In [1]:
from glob import glob
import os

keras_home = '/users/antoine.bres/.keras/datasets/'
data_paths = glob(keras_home + '*.bz2')
data_paths

['/users/antoine.bres/.keras/datasets/frwiki-20200301-pages-articles-multistream5.xml-p4592356p6092355.bz2',
 '/users/antoine.bres/.keras/datasets/frwiki-20200301-pages-articles6.xml-p7494129p8994128.bz2',
 '/users/antoine.bres/.keras/datasets/frwiki-20200301-pages-articles1.xml-p1p275787.bz2',
 '/users/antoine.bres/.keras/datasets/frwiki-20200301-pages-articles-multistream1.xml-p1p275787.bz2',
 '/users/antoine.bres/.keras/datasets/frwiki-20200301-pages-articles-multistream4.xml-p2516882p4016881.bz2',
 '/users/antoine.bres/.keras/datasets/frwiki-20200301-pages-articles-multistream4.xml-p4016882p4592355.bz2',
 '/users/antoine.bres/.keras/datasets/frwiki-20200301-pages-articles3.xml-p927546p2427545.bz2',
 '/users/antoine.bres/.keras/datasets/frwiki-20200301-pages-articles-multistream3.xml-p2427546p2516881.bz2',
 '/users/antoine.bres/.keras/datasets/frwiki-20200301-pages-articles6.xml-p10494129p11994128.bz2',
 '/users/antoine.bres/.keras/datasets/frwiki-20200301-pages-articles-multistream

In [2]:
import bz2
# enumerate(bz2.BZ2File(data_path, 'r'))
data_path = data_paths[2]
data_path

'/users/antoine.bres/.keras/datasets/frwiki-20200301-pages-articles1.xml-p1p275787.bz2'

In [3]:
import re
import mwparserfromhell

def process_article(title, text, timestamp, template = 'Infobox Langage de programmation'):
    """Process a wikipedia article looking for template"""
    
    # Create a parsing object
    wikicode = mwparserfromhell.parse(text)
    
    # Search through templates for the template
    matches = wikicode.filter_templates(matches = template)
    
    # Filter out errant matches
    matches = [x for x in matches if re.findall(template.lower(), x.name.strip_code().strip().lower())]
    
    if len(matches) >= 1:
        # template_name = matches[0].name.strip_code().strip()

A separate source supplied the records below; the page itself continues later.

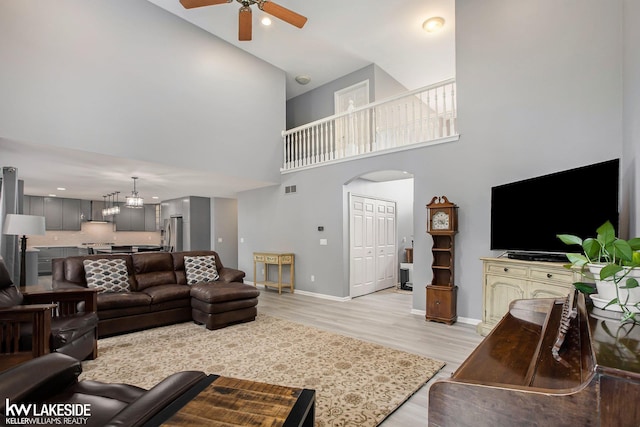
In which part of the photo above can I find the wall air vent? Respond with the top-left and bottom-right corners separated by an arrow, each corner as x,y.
285,185 -> 297,194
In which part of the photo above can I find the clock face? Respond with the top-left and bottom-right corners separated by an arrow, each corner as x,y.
432,211 -> 450,230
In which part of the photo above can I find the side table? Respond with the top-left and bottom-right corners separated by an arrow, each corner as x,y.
253,252 -> 295,294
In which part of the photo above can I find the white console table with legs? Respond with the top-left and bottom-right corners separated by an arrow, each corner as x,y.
253,252 -> 295,295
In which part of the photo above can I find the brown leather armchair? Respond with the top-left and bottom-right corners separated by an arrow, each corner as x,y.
0,352 -> 206,427
0,257 -> 98,371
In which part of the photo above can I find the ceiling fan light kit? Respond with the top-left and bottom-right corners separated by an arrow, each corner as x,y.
180,0 -> 307,41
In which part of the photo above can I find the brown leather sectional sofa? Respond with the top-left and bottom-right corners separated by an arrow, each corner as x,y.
52,250 -> 259,337
0,352 -> 207,427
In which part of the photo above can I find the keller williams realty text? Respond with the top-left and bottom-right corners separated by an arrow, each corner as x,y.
4,399 -> 91,425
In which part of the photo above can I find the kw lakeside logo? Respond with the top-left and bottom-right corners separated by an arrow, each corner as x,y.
4,399 -> 91,425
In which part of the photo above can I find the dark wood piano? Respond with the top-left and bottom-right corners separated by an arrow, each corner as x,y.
429,292 -> 640,426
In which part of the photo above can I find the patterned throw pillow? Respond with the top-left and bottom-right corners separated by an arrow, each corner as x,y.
83,259 -> 130,293
184,255 -> 219,285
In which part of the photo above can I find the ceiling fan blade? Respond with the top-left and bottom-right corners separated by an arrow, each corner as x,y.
179,0 -> 231,9
239,6 -> 252,41
260,1 -> 307,28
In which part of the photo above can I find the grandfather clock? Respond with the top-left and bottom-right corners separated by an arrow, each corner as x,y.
426,196 -> 458,324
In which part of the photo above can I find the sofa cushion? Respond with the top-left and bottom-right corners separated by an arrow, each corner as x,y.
184,256 -> 219,284
97,292 -> 152,310
191,297 -> 259,314
0,285 -> 23,308
83,259 -> 130,293
190,282 -> 260,304
132,252 -> 176,290
50,312 -> 99,349
142,284 -> 191,304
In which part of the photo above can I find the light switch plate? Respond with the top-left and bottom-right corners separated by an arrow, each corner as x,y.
320,239 -> 328,245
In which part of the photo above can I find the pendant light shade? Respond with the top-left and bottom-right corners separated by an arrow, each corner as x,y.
125,177 -> 144,208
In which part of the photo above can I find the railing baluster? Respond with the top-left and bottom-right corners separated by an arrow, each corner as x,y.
281,79 -> 457,171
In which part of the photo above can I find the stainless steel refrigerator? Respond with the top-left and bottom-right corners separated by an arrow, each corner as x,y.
163,216 -> 183,252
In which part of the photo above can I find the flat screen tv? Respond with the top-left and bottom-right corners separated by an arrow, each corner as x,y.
490,159 -> 619,260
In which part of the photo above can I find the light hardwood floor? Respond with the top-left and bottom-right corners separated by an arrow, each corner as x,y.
256,286 -> 484,426
38,275 -> 483,425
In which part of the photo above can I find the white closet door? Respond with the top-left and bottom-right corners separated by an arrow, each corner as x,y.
350,194 -> 397,297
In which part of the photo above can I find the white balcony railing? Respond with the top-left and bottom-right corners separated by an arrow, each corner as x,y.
282,78 -> 457,172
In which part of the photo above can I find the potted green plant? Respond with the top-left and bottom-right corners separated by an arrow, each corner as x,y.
557,220 -> 640,322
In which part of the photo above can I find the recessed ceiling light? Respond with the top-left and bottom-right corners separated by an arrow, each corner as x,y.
48,194 -> 57,197
295,75 -> 311,85
261,16 -> 272,26
56,187 -> 66,191
422,16 -> 445,33
152,196 -> 159,200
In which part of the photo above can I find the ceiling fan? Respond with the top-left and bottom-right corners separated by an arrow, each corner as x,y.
179,0 -> 308,41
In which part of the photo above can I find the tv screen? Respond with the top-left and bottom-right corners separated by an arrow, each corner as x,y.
490,159 -> 619,254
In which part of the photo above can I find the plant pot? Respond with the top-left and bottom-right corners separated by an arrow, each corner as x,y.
588,263 -> 640,306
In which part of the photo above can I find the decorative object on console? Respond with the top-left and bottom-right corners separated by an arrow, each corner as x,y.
558,220 -> 640,322
179,0 -> 308,42
426,196 -> 458,324
2,214 -> 45,287
184,255 -> 220,284
125,176 -> 144,208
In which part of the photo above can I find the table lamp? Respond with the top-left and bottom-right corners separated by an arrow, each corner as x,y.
2,214 -> 46,287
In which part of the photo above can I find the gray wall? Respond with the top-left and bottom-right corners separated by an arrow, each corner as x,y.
239,0 -> 627,320
0,0 -> 285,185
286,64 -> 408,129
623,0 -> 640,237
161,196 -> 210,251
211,197 -> 239,268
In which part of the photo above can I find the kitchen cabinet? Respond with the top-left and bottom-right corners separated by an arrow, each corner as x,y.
81,200 -> 91,222
114,203 -> 151,231
62,198 -> 81,230
37,247 -> 64,275
477,257 -> 578,336
144,204 -> 159,231
44,197 -> 63,230
37,246 -> 87,275
24,195 -> 44,216
32,196 -> 82,231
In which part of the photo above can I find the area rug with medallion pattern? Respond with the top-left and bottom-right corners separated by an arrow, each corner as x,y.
81,314 -> 444,426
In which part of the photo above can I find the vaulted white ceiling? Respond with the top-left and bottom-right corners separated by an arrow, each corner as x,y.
3,0 -> 454,201
147,0 -> 455,99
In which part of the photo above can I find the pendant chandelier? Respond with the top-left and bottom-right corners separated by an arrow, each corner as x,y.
125,177 -> 144,208
102,192 -> 121,216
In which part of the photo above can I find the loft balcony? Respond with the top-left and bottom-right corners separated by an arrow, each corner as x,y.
281,78 -> 458,173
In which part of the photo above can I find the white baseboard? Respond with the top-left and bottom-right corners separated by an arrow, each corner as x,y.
248,282 -> 352,302
410,309 -> 480,326
294,289 -> 352,302
251,281 -> 481,322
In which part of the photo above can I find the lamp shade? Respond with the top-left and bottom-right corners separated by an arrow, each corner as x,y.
2,214 -> 46,236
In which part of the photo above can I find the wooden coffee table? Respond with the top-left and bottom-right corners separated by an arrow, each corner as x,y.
147,375 -> 315,427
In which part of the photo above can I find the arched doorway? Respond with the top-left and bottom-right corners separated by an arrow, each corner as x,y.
345,170 -> 414,298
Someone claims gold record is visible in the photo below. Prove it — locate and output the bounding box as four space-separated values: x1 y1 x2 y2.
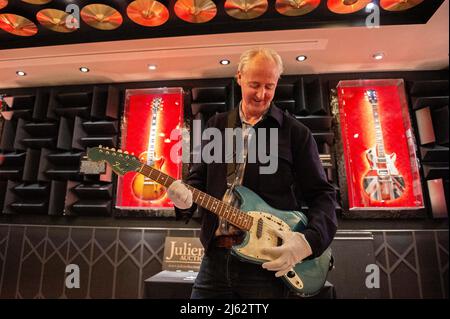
81 4 123 30
0 13 38 36
327 0 371 14
127 0 169 27
0 0 8 10
21 0 52 4
275 0 320 16
174 0 217 23
37 8 78 33
380 0 424 11
224 0 268 20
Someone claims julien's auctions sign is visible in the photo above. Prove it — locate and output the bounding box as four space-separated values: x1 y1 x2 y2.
163 237 204 271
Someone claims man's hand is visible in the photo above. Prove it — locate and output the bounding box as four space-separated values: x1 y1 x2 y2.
261 229 313 277
167 180 193 209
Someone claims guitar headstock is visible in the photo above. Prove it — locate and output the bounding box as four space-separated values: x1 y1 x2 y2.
87 146 141 176
366 89 378 104
151 97 163 113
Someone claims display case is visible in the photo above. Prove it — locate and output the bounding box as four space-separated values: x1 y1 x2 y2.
337 79 425 217
116 88 183 212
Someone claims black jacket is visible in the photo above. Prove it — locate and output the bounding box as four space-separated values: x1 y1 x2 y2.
176 104 337 257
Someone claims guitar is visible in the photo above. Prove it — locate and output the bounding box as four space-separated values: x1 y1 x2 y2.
363 90 405 201
131 97 166 201
87 146 332 296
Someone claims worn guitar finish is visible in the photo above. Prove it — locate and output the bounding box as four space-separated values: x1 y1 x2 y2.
87 146 332 296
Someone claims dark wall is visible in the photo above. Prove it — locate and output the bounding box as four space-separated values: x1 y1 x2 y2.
1 70 448 222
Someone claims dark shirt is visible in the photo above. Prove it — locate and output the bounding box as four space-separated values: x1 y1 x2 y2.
176 104 337 257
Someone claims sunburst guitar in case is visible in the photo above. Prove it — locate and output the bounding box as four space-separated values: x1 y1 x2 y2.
363 90 406 201
88 146 333 297
131 97 166 201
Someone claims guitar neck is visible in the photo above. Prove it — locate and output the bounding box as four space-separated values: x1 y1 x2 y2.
147 110 158 163
369 100 387 158
138 163 253 230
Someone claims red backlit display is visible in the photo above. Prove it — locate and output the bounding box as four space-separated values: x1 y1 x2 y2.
116 88 183 210
337 79 424 210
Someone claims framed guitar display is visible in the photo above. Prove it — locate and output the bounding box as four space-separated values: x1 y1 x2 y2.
336 79 425 217
116 88 183 214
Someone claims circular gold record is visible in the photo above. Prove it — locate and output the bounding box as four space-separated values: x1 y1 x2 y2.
224 0 268 20
127 0 169 27
327 0 371 14
21 0 52 4
275 0 320 16
37 8 78 33
0 0 8 10
174 0 217 23
380 0 424 11
0 13 38 36
81 4 123 30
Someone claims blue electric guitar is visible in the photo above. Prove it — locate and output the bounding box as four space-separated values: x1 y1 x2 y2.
87 146 333 296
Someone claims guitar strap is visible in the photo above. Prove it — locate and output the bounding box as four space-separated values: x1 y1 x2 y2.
222 107 241 207
226 107 238 185
217 107 249 233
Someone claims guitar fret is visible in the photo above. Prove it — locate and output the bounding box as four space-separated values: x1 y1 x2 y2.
225 205 231 220
193 190 199 202
218 202 224 217
205 195 211 210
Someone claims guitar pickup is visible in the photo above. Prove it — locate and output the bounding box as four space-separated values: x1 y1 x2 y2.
377 169 389 176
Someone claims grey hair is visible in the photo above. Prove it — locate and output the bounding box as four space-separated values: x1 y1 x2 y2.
237 48 284 77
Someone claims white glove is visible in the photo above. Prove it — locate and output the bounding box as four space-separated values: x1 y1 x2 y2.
167 180 193 209
261 229 313 277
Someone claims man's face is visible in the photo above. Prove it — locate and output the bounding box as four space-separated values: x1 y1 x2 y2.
237 55 279 116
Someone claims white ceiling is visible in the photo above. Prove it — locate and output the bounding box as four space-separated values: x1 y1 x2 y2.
0 0 448 89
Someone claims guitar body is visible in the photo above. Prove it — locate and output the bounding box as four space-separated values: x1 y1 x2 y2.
230 186 332 297
132 152 166 201
363 146 405 201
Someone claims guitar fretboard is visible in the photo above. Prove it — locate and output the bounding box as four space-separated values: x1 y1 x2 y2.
368 95 386 159
138 164 253 231
147 98 161 164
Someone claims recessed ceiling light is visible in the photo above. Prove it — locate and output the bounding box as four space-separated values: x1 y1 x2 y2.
296 55 307 62
148 64 157 70
219 59 230 65
373 52 384 60
79 67 89 73
16 71 26 76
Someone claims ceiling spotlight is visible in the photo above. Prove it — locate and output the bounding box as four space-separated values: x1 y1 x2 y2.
372 52 384 60
79 67 89 73
16 70 26 76
296 55 307 62
148 64 157 70
220 59 230 65
366 3 375 10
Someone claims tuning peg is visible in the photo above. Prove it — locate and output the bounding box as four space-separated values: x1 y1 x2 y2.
124 151 129 154
117 149 122 153
131 152 134 156
99 144 103 148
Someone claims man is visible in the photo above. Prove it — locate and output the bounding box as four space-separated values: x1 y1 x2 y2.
168 48 337 298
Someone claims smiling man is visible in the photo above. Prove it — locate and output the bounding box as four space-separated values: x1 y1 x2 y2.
167 48 337 299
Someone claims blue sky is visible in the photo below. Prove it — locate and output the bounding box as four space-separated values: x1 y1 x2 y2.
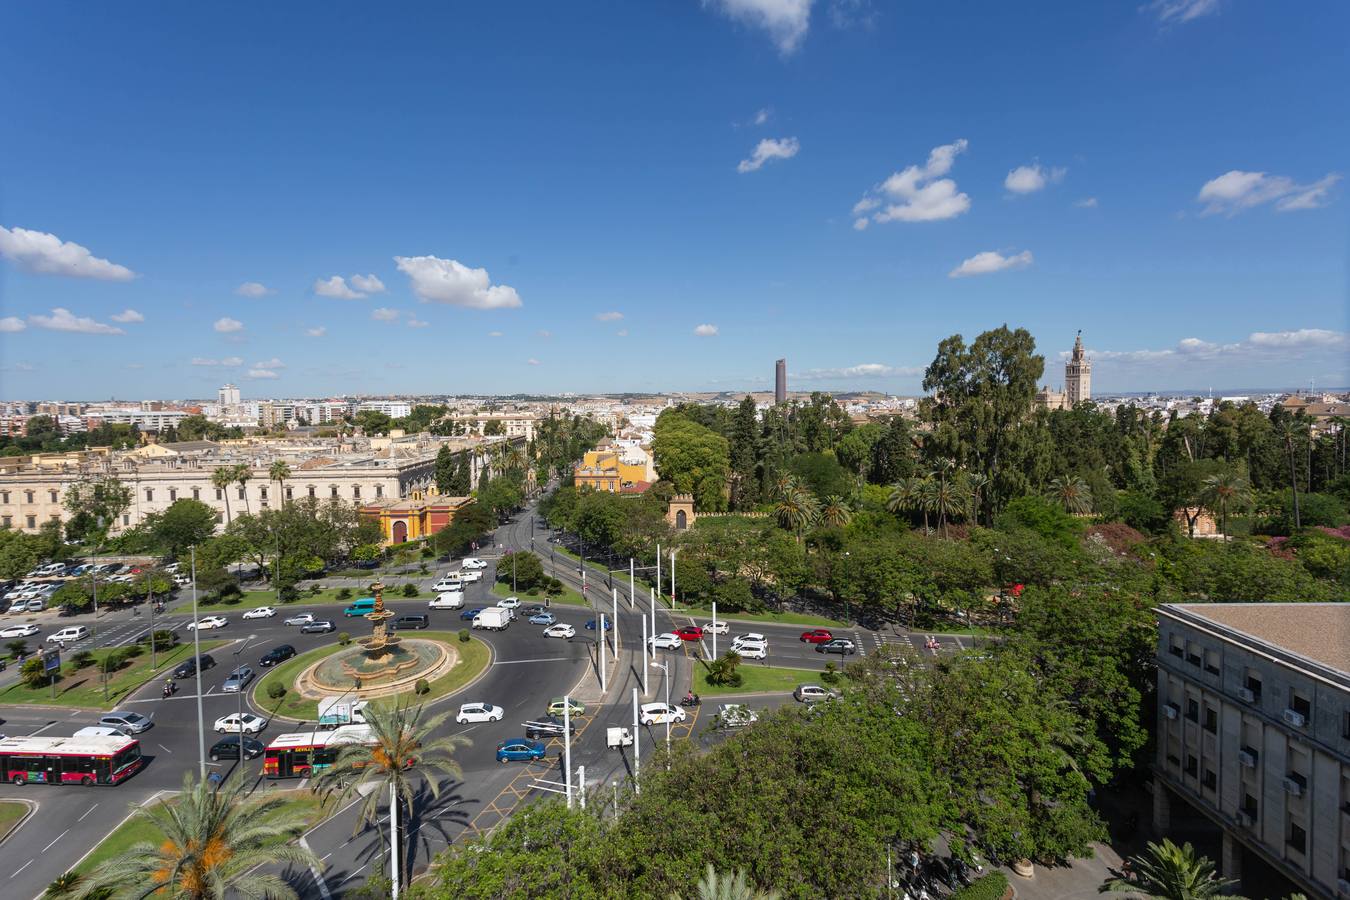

        # Extract information from infobox
        properties = {param.name.strip_code().strip(): param.value.strip_code().strip() 
                      for param in matches[0].params
                      if param.value.strip_code().strip()}

        # Extract internal wikilinks
        wikilinks = [x.title.strip_code().strip() for x in wikicode.filter_wikilinks()]

        # Extract external links
        exlinks = [x.url.strip_code().strip() for x in wikicode.filter_external_links()]

        # Find approximate length of article
        text_length = len(wikicode.strip_code().strip())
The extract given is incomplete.